The pressure, densities and first order phase transitions associated with multidimensional SOFT

TL;DR

This paper investigates the mathematical properties of the pressure function in multidimensional Potts models, establishing its convexity and Lipschitz continuity, and linking phase transitions to points of non-differentiability, with computational methods applied to specific models.

Contribution

The paper provides rigorous proofs of pressure properties and develops computable bounds, applying them to confirm and extend previous heuristic results for the monomer-dimer model.

Findings

Pressure is Lipschitz and convex.

First order phase transitions occur at non-differentiable points of pressure.

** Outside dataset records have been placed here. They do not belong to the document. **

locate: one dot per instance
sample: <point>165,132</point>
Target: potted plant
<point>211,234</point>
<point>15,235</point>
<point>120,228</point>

Numerical methods accurately compute pressure and density entropy.

Abstract

We study theoretical and computational properties of the pressure function for subshifts of finite type on the integer lattice $\Z^d$, multidimensional SOFT, which are called Potts models in mathematical physics. We show that the pressure is Lipschitz and convex. We use the properties of convex functions to show rigorously that the phase transition of the first order correspond exactly to the points where the pressure is not differentiable. We give computable upper and lower bounds for the pressure, which can be arbitrary close the values of the pressure given a sufficient computational power. We apply our numerical methods to confirm Baxter's heuristic computations for two dimensional monomer-dimer model, and to compute the pressure and the density entropy as functions of two variables for the two dimensional monomer-dimer model.